Comment 4 hongyan li 2021-09-06 03:38:07 UTC

The following alerts shipped by monitoring have no runbook_url

$ oc -n openshift-monitoring get prometheusrule kube-state-metrics-rules -oyaml|grep -A10 -E 'KubeStateMetricsShardingMismatch|KubeStateMetricsShardsMissing'
    - alert: KubeStateMetricsShardingMismatch
      annotations:
        description: kube-state-metrics pods are running with different --total-shards
          configuration, some Kubernetes objects may be exposed multiple times or
          not exposed at all.
        summary: kube-state-metrics sharding is misconfigured.
      expr: |
        stdvar (kube_state_metrics_total_shards{job="kube-state-metrics"}) != 0
      for: 15m
      labels:
        severity: critical
    - alert: KubeStateMetricsShardsMissing
      annotations:
        description: kube-state-metrics shards are missing, some Kubernetes objects
          are not being exposed.
        summary: kube-state-metrics shards are missing.
      expr: |
        2^max(kube_state_metrics_total_shards{job="kube-state-metrics"}) - 1
          -
        sum( 2 ^ max by (shard_ordinal) (kube_state_metrics_shard_ordinal{job="kube-state-metrics"}) )
        != 0
      for: 15m

Comment 5 Simon Pasquier 2021-09-07 06:51:38 UTC

The 4.9 release branch has been cut, the target release should be 4.10.0. We can backport to 4.9 later though.

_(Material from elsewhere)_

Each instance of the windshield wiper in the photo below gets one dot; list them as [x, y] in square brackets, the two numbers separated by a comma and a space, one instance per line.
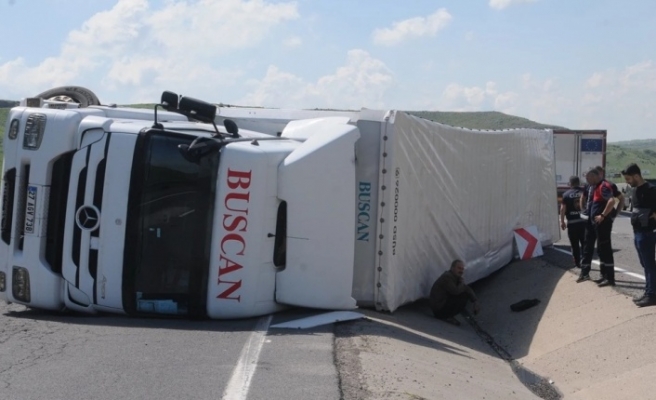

Comment 6 Brad Ison 2021-09-07 11:57:52 UTC

I've opened a PR against the master branch, which will become 4.10, that drops these two alerts. We don't configure sharding, so there's no reason to maintain the alerts and runbooks, etc.

https://github.com/openshift/cluster-monitoring-operator/pull/1366

Comment 9 Junqi Zhao 2021-09-14 07:08:13 UTC

tested with 4.10.0-0.nightly-2021-09-14-011939, 'KubeStateMetricsShardingMismatch|KubeStateMetricsShardsMissing' alerts are removed, other critical alerts shipped by CMO have runbook_url field
# oc -n openshift-monitoring get prometheusrule kube-state-metrics-rules -oyaml|grep -A10 -E 'KubeStateMetricsShardingMismatch|KubeStateMetricsShardsMissing'
no result

Comment 14 errata-xmlrpc 2022-03-10 16:07:01 UTC

Since the problem described in this bug report should be
resolved in a recent advisory, it has been closed with a
resolution of ERRATA.

For information on the advisory (Moderate: OpenShift Container Platform 4.10.3 security update), and where to find the updated
files, follow the link below.

If the solution does not work for you, open a new bug report.

https://access.redhat.com/errata/RHSA-2022:0056